Matthew Zapruder's The Pajamaist
By Canada I have always been fascinated.
All that snow and acquiescing.
All that emptiness, all those butterflies
marshaled into an army of peace.
Moving north away from me
Canada has no border, away
like the state its northern border
withers into the skydome. In a world
full of mistrust and self-medication
I have always hated Canada.
It makes me feel like I'm shouting
at a child for letting a handful
of pine needles run through his fist.
Canada gets along with everyone
while I hang, a dark cloud
above the schoolyard. I know
we need war, all the skirmishes
to keep our borders where
we have placed them, all
the migration, all the difference.
Just like Canada the Dalai Lama
is now in Canada, and everyone
is fascinated.
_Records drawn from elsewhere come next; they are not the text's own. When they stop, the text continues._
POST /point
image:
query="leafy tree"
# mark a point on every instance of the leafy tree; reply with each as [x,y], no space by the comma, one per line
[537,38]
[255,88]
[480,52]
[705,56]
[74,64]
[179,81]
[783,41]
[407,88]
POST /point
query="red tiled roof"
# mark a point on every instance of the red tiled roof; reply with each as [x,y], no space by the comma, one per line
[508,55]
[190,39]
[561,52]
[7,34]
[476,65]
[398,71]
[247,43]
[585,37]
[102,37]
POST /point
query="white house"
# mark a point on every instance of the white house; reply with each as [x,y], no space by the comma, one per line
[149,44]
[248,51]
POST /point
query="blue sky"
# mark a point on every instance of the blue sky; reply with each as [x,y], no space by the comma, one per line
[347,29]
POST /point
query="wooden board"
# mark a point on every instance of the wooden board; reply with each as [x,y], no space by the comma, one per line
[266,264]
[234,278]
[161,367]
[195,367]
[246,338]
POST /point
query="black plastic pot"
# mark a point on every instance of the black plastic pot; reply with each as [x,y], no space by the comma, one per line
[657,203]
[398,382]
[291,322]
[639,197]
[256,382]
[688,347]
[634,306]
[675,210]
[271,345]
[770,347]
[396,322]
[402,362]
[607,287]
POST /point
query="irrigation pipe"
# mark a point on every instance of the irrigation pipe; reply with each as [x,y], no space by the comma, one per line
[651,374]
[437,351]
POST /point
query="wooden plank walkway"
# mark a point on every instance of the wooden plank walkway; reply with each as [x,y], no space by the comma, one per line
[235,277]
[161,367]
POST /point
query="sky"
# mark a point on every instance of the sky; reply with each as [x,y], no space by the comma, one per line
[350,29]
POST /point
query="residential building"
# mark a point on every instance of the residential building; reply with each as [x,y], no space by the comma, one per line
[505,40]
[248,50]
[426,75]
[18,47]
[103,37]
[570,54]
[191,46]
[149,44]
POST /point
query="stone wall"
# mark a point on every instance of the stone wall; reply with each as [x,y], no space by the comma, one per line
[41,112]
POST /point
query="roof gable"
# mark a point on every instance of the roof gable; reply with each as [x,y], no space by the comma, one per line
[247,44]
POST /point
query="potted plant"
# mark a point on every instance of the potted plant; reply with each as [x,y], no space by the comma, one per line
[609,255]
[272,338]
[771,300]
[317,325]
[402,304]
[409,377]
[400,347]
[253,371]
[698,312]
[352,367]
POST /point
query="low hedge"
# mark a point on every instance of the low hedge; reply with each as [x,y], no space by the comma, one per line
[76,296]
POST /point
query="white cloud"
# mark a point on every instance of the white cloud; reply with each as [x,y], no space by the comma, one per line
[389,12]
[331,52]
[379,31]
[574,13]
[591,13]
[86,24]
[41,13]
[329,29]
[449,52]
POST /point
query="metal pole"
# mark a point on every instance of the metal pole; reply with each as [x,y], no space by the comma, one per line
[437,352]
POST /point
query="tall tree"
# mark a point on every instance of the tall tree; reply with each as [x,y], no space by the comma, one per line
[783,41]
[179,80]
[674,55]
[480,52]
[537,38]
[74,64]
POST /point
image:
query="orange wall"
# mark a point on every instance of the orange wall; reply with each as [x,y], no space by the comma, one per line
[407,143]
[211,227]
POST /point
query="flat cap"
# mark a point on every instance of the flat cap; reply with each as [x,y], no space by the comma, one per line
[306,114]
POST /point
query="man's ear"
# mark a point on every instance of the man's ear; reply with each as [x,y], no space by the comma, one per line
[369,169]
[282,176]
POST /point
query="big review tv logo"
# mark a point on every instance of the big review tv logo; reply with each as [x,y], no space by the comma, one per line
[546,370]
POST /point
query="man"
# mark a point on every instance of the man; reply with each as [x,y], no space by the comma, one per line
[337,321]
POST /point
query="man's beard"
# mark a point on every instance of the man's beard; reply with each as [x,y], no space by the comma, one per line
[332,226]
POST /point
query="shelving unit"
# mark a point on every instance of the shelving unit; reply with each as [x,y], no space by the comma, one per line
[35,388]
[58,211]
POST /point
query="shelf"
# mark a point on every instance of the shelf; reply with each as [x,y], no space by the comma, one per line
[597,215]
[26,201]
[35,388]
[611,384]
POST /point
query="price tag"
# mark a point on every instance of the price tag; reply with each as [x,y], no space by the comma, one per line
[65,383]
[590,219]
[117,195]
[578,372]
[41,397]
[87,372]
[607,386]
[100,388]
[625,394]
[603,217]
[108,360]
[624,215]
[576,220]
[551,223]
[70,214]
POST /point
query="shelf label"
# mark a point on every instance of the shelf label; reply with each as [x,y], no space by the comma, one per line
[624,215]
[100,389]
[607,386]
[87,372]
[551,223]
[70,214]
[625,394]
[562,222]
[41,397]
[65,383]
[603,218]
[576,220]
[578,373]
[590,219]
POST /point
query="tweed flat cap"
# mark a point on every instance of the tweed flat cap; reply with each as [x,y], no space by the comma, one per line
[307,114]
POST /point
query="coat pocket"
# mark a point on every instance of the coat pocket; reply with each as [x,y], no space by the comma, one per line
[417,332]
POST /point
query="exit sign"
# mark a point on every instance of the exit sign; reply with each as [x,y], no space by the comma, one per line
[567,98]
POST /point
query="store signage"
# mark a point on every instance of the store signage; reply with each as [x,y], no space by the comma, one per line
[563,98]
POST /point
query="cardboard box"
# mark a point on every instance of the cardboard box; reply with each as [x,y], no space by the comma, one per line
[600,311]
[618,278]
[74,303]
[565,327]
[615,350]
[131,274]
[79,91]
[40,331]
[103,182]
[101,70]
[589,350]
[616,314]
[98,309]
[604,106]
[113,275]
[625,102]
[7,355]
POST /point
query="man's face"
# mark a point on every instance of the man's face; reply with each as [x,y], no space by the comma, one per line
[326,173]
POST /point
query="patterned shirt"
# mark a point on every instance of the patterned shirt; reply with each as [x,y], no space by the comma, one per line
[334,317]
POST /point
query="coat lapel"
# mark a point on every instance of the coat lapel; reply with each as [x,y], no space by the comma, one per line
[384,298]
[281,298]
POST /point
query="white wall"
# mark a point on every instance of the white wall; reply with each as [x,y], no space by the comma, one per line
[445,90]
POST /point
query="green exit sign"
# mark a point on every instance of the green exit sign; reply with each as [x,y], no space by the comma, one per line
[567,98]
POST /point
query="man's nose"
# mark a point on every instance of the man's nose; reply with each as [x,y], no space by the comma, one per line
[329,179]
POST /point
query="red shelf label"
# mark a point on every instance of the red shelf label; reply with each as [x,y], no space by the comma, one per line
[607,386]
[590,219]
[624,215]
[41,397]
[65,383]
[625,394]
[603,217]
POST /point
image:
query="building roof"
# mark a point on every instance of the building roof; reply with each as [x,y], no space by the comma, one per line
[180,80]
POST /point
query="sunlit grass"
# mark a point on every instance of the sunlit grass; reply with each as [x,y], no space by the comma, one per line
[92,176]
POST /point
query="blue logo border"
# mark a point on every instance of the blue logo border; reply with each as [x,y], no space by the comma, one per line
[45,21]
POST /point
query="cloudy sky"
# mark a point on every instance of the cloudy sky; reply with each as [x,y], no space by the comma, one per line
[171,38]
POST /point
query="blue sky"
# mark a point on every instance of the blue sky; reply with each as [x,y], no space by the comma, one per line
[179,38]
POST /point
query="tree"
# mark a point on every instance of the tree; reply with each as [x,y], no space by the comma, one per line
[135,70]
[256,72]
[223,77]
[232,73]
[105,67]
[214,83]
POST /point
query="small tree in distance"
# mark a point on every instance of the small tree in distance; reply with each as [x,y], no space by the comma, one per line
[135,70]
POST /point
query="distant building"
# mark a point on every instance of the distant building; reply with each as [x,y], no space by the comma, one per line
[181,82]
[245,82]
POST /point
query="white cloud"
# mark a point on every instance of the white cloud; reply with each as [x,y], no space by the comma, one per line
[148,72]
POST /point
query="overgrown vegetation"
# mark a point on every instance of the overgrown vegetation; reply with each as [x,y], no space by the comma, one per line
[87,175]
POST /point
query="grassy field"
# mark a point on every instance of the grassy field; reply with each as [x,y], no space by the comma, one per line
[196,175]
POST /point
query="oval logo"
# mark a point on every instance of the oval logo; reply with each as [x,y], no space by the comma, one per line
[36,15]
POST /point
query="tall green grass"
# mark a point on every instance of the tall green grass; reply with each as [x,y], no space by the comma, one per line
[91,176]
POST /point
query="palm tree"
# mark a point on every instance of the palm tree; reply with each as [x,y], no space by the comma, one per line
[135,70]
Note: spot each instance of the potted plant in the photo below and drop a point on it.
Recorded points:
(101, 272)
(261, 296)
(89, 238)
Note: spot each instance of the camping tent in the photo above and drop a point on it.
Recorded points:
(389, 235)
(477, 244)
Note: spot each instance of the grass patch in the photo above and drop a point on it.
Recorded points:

When they come
to visit me, no one ever leaves me
saying, the most touching thing
about him is he's so human.
Or, I was really glad to hear
so many positive ideas regardless
of the consequences expressed.
Or I could drink a case of you.
No one has ever pedaled
every inch of thousands of roads
through me to raise awareness
for my struggle for autonomy.
I have pity but no respect for others,
which is not compassion, just ordinary
love based on attitudes toward myself.
I wonder how long I can endure.
In Canada the leaves are falling.
When they do each one rustles
maybe to the white-tailed deer
of sadness, and it's clear
that whole country does not exist
to make me feel crappy
like a candelabra hanging
above the prison world,
condemned to freely glow.
Another part of the infamous "poetry bus" that came through Ottawa a few weeks ago was Brooklyn poet and Wave Books editor Matthew Zapruder, with his second poetry collection, The Pajamaist (Port Townsend WA: Copper Canyon Press, 2006). The author of one previous collection, American Linden (Tupelo Press, 2002), he also co-translated the Romanian poet Eugen Jebeleanu's final collection, Secret Weapon (Coffee House Press, 2007). Obviously his "Canada" poem was one of the first that struck me in this collection [see my note here on the poetry of New York poet Lisa Jarnot, where I quoted hers; should someone here put together a collection of poems about Canada by non-Canadians, perhaps?], but there were many places where I was also struck. The moments that Zapruder strings together are small but carry enormous weight, and work against each other in the most intricate arrays of beadwork; craft here is everything, and it’s the human moments that bring these poems up to that kind of radiant clarity that is so often sought, but so easily, and otherwise missed. In the middle of the collection, for example, is the impressive series "Twenty Poems for Noelle," writing his own suite of post-September 11, 2001 New York City poems, where he begins:
Noelle, somewhere in an apartment
symphony number two
listens to you breathing.
Broken glass in the street.
What was once unglowing glows.
Through tiny holes the page
exhales, fire escape white in the sun,
and vaguely parasitic
cramped in the courtyard
endlessly undulate the leaves.
Silos preside over thousands of miles.
Tiny puffs move the flags.
The child of the happiest woman
died and who will save us?
It's good to end something never begun,
but the question always is. Static
in the trees. People in their clothes.
Empty tables facing the street
in open verandas, wait for beautiful
women, they always come.
I'm impressed with the strength of Zapruder's poems, and wonder just how strong he might be by the end of this poetry bus tour, one of the few to be going the whole fifty-one days of it, from coast to American coast and points-in-between (including their few Canadian dates). Will there be new poems from him and others as a result of the tour? After fifty-one daily readings in different towns, will there be anything left of Matthew Zapruder?